Wie ein Echo von Robins Worten schiesst mir ein Gedanke durch den Kopf: Ich habe es satt, immer das Richtige zu tun! Mehr als alles andere, das er zuvor gesagt hat, mehr als alle seine anderen Einwände ist es das, was mich zum Zögern bringt. Der Unterton, der darin mitschwingt -Ich habe es satt, immer verantwortlich zu sein, immer das zu tun, was für die Allgemeinheit das Richtige ist- trifft das was ich empfinde so genau... Ich liebe meinen Vater, aber ich habe es so satt, die Verantwortung zu tragen, bei meinen Entscheidungen immer darauf Rücksicht nehmen zu müssen, ob das was ich tue für ihn negative Folgen hat.

Kann ich nicht einmal im Leben tun, was ich will, was mir gefällt? Einmal im Leben etwas Unvernünftiges tun, etwas, das nicht auf Logik, Rationalität und wohlgemeinten Ratschlägen beruht? Einfach nach meinen Wünschen handeln, ohne an die Konsequenzen zu denken?
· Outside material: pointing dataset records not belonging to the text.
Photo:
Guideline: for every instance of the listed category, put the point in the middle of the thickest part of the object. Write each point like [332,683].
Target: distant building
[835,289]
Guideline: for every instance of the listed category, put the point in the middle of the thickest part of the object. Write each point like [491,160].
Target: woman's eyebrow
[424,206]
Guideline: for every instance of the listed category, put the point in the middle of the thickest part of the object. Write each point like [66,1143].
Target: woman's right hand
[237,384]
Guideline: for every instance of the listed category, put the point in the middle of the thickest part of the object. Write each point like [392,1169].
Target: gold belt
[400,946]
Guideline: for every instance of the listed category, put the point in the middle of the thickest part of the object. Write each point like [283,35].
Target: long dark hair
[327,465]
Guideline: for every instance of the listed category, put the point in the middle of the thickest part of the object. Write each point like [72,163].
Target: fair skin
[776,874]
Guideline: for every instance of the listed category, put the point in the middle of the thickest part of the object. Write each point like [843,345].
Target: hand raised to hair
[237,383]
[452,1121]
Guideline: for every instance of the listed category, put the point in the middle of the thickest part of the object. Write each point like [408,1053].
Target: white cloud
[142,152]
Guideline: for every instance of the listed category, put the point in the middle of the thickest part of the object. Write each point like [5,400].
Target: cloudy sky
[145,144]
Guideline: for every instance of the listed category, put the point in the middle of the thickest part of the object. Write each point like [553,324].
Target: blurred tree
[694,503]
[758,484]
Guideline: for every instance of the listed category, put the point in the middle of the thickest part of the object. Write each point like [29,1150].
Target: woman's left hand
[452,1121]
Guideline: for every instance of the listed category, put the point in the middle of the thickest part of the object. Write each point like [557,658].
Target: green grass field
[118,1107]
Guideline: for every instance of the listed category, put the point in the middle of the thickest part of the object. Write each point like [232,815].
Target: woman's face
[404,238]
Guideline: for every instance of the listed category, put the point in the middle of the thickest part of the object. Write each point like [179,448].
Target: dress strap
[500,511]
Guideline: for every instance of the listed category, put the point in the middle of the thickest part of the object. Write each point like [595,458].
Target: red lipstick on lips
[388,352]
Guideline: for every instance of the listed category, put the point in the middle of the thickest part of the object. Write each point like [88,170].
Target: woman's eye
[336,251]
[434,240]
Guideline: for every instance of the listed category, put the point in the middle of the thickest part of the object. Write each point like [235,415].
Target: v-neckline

Einfach tun was mir gefällt, ohne Rücksicht auf Gefahr und Konventionen? Frei sein von allen Vorbehalten, völlig frei in meinen Entscheidungen? Ja, ja das möchte ich. Frei. Frei sein von Guy, frei für Robin...
Bevor ich darüber nachdenken, mich selbst entmutigen kann, balle ich die Hand zur Faust und schlage zu, mitten hinein in Guys Gesicht. Ich spüre wie das Metall des Ringes sich in seine Wange bohrt, sehe wie die Hoffnung und Freude auf seinem Gesicht sich in Schmerz und Enttäuschung verwandeln. Nur Eins sehe ich nicht auf seinem Gesicht: Überraschung. Nein, er ist nicht überrascht. Und wenn sogar Guy nicht erstaunt ist, dass ich ihn nicht heiraten kann, wieso habe ich dann so lange für diese Entscheidung gebraucht?

Vermutlich sollte ich Schuldgefühle haben, Guy gegenüber, den ich gedemütigt und benutzt habe und gegenüber meinem Vater, der nun dem Sheriff hilflos ausgeliefert ist. Aber ich habe kein schlechtes Gewissen, ich fühle mich nur...frei. Und dieses Gefühl von Freiheit trägt mich hinaus aus der Enge und der Dunkelheit der Kirche, weg von den Zwängen, die eine Ehe mit Guy mit sich bringen würde, hinaus in die sonnige, lichte Welt, einer neuen, unbekannten Zukunft entgegen.